By Sandra K. Klassen –
As children in the 60s and 70s, my sister and I were members of the Blue Fin Swim Club. These were pre-swanky swimming pool days: our team trained at Scout Island. Our training took place within the confines of a set of square docks and we swam rain or shine. Practices wound up with 80 laps made up of four different strokes: butterfly, backstroke, crawl, and breaststroke. One day I complained to my mom, who was pacing along the docks as we swam our “cool-down” 80 laps, that the cold-water lapping against my forehead with every stroke was giving me a headache. She told me to keep swimming! I did. And I continued to “cool down,” no doubt.
Exciting family events took place at Scout Island, as well. We had watermelon races where children were grouped according to age then a huge watermelon was tossed into the water about 10 metres from the beach. Each group took turns lining up on the beach and when the whistle went it was a mad scramble to first find the watermelon then wrench it out of the arms of others. The beautiful clearness of the water made spotting the watermelon easy. The next feat was to find a way to shore then dashing, with the watermelon bobbing around in our skinny short arms, to the finish line. Tripping with the watermelon was avoided. Not much fun flat on one’s face in the sand with a smashed watermelon seeping into your swimsuit.
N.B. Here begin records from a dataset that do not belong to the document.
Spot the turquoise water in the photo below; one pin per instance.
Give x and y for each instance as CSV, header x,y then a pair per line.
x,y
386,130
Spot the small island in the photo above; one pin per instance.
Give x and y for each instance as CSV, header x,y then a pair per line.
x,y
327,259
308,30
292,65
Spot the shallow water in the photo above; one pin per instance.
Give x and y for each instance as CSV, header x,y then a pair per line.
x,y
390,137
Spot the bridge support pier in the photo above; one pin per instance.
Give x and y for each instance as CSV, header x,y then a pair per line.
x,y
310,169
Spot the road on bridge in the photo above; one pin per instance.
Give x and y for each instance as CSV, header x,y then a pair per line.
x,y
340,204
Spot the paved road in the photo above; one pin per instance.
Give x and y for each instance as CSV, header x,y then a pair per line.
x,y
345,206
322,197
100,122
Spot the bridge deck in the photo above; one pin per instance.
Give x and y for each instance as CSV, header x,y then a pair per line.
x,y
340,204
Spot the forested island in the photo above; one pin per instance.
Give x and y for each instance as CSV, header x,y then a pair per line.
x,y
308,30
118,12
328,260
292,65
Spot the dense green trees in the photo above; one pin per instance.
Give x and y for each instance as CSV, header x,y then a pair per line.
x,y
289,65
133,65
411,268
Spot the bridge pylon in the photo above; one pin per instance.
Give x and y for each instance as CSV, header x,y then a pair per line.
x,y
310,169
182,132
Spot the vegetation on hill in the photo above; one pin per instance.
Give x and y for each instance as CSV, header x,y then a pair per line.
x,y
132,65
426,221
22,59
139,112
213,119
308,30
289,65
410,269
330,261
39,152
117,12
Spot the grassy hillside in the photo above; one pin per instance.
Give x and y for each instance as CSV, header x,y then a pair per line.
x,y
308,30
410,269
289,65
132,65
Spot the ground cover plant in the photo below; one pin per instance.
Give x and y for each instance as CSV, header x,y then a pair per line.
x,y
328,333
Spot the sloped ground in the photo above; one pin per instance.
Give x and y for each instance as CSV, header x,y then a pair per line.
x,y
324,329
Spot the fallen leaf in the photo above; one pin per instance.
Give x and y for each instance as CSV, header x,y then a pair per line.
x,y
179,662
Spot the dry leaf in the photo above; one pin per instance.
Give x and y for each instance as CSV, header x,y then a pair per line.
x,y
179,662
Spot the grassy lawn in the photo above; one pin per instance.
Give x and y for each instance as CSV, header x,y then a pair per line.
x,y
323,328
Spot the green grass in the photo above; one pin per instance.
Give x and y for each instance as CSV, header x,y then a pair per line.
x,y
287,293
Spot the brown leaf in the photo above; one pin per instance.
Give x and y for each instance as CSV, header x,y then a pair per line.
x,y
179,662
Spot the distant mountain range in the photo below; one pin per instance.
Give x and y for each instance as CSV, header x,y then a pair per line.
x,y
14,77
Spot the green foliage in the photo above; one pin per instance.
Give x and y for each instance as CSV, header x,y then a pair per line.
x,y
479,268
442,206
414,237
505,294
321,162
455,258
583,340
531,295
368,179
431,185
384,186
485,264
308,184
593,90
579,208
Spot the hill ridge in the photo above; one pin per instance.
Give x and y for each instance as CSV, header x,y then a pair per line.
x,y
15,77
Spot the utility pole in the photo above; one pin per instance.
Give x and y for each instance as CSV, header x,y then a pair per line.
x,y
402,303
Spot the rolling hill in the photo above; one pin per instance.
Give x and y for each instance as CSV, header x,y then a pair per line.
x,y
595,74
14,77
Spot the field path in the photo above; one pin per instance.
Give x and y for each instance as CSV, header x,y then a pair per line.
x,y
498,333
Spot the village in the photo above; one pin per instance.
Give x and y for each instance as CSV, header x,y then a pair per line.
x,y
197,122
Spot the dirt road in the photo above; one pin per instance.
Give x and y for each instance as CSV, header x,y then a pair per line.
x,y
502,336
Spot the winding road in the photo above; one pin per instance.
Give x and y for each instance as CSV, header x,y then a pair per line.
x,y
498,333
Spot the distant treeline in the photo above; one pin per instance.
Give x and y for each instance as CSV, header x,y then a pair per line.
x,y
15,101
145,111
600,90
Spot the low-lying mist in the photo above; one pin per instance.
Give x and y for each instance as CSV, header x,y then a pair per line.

A second event, including adult swimmers, was a cross-lake swim. Swimmers started the swim at a little beach on South Lakeside and the finish was Scout Island. Boaters bobbed alongside us, a safety measure I, as a 10-year-old, found reassuring. The distance was over a mile. Participants staggered onto shore at Scout Island, feeling at one with the lake.
Back then, our family lived on Gibbon Road in the Dog Creek Road area. On a sunny morning, we children would pack our swim bags and a lunch and walk the 4.5 km cross-country route down to Scout Island for the day. We picked up friends along the way. Part of the pilgrimage to Scout Island was through a cow pasture where the present-day Terra Ridge housing complex sits. Back then, the sleepy cows seemed unsurprised at our troupe of Scout Island enthusiasts. We continued across the field where Wholesale Foods and Canadian Tire are located today.
Our first body of water on our trek to Scout Island was the Williams Lake River, where the bird sanctuary is today. Our group spent a fair bit of time swimming in the river, slipping off the grassy banks into the refreshing water, feeling our feet against the sandy and pebbly bottom. Eventually, we placed our swim bags on our heads and waded across the river and carried onto Scout Island.
With our swim bags hastily dropped on the beach, we raced into the lake, diving and splashing, in and out of the water a hundred times. Eventually, someone would get hungry and we sat on our towels and lunched together, enjoying the beauty of the pristine lake before us, and the fellowship of swimmers.
Around 3:00, my mom would arrive in the big family station wagon and all of us would pile in for the sleepy, pleasurably exhausted trip home. We all went to bed those nights dreaming and hoping of the next sunny trip to a child’s paradise: Scout Island.
Sandra, a Laker, wishes she was a lot smarter, better looking, and that she had become a private investigator. She has many interests and loves to write about them. Overall, she is high on life in the Cariboo and credits that to the great locals and beautiful landscape that surrounds us.